Les touristes de Montréal ou de Québec n’ont tout simplement pas accès aux salles à manger et doivent respecter le couvre-feu de 20 h, même au Saguenay.

Michel et Martin savaient très bien ce qui les attendait. Les deux amis originaires de Châteauguay, sur la Rive-Sud de Montréal, ont pris leur poutine à emporter et l’ont mangée dehors. Pendant ce temps, les motoneigistes de la région pouvaient manger au chaud, à l’intérieur.

Michel Primeau et Martin Laberge ont parcouru 3500 km en huit jours sur leurs montures. Ils sont passés de l’Outaouais à l’Abitibi jusqu’au Saguenay. Cette règle du gouvernement était respectée partout en zone orange, même en plein bois.

« Tu ne peux pas manger dans des restaurants nulle part. Nulle part ! », relate Michel Primeau, 50 ans.

« On a mangé dans les chambres de motel, le soir. Et le jour, on mangeait dehors. Au moins, il n’a pas fait trop froid. Mais s’il avait fait - 30 °C, ç’aurait été moins drôle », lâche le motoneigiste.

Les propriétaires du relais La Chapelle appliquent la règle avec rigueur, même s’ils s’en attristent.

« On peut retourner parfois 30 personnes par jour qui viennent de la zone rouge. Ç’a un gros impact », note Mylène Aubry, copropriétaire du relais La Chapelle.
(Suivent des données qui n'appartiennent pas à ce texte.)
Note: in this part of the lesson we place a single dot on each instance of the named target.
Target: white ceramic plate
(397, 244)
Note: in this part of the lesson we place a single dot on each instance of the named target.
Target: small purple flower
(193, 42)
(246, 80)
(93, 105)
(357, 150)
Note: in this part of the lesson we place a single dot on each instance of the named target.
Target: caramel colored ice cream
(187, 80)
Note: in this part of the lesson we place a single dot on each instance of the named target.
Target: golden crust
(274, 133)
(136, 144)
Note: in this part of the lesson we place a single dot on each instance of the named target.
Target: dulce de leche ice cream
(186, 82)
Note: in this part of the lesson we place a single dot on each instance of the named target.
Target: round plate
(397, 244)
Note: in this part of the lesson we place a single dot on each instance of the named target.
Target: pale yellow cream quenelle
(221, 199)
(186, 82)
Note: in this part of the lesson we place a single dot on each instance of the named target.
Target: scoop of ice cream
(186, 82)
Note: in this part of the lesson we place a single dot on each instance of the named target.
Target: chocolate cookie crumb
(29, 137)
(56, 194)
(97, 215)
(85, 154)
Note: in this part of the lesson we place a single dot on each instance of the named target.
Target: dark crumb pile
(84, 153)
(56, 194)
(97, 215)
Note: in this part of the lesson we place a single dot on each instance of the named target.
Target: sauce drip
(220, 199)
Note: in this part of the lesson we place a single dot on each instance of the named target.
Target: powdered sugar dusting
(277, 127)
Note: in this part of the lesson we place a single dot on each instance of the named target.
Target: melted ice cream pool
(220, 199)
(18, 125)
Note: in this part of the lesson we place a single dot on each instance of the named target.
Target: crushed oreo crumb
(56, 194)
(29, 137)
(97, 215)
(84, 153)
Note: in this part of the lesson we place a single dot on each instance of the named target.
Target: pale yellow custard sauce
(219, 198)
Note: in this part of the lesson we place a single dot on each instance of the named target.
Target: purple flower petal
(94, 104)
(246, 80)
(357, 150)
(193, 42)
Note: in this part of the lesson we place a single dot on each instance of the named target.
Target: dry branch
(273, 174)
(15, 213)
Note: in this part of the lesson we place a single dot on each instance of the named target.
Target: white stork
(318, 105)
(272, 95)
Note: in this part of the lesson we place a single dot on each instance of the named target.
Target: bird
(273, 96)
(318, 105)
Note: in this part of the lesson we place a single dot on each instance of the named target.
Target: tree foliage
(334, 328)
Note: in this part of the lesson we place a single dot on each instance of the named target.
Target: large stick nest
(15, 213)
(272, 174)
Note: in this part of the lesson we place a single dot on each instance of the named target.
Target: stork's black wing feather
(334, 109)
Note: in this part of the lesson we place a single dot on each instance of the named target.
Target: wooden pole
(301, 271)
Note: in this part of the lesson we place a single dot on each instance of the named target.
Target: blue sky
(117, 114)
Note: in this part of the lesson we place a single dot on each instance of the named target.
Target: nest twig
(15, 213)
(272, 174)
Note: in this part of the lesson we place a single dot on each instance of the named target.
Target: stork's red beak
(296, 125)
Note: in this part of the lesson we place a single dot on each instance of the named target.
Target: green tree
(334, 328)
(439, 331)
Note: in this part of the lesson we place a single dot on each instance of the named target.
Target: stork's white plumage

« Des fois, ils rentrent et sont tellement offusqués de ça qu’ils repartent sans nous encourager, sans rien acheter pour manger à l’extérieur », se désole son conjoint, Steve Hutchins.

Relâche à deux vitesses

Les consignes du gouvernement sont claires : « Les règles applicables au territoire de palier rouge continuent de s’appliquer pour la personne qui y réside lors de ses déplacements en dehors de son territoire. »

Mais alors que commence la semaine de relâche au Québec, certains semblent encore ignorer cette subtilité.

« Depuis qu’on est en zone orange, on a reçu plusieurs appels dans les bureaux d’information touristique de gens de zones rouges qui veulent venir ici pour la semaine de relâche. Ils sont bien avertis qu’ils doivent suivre les règles de leur zone », indique Lily Gilot, présidente de Tourisme Saguenay–Lac-Saint-Jean.

Cette situation n’est pas facile à gérer pour les commerçants. « Ça crée beaucoup de frustrations, dit-elle. Dans l’industrie touristique, on est habitués d’accueillir le monde, et là, on joue à la police, en quelque sorte. »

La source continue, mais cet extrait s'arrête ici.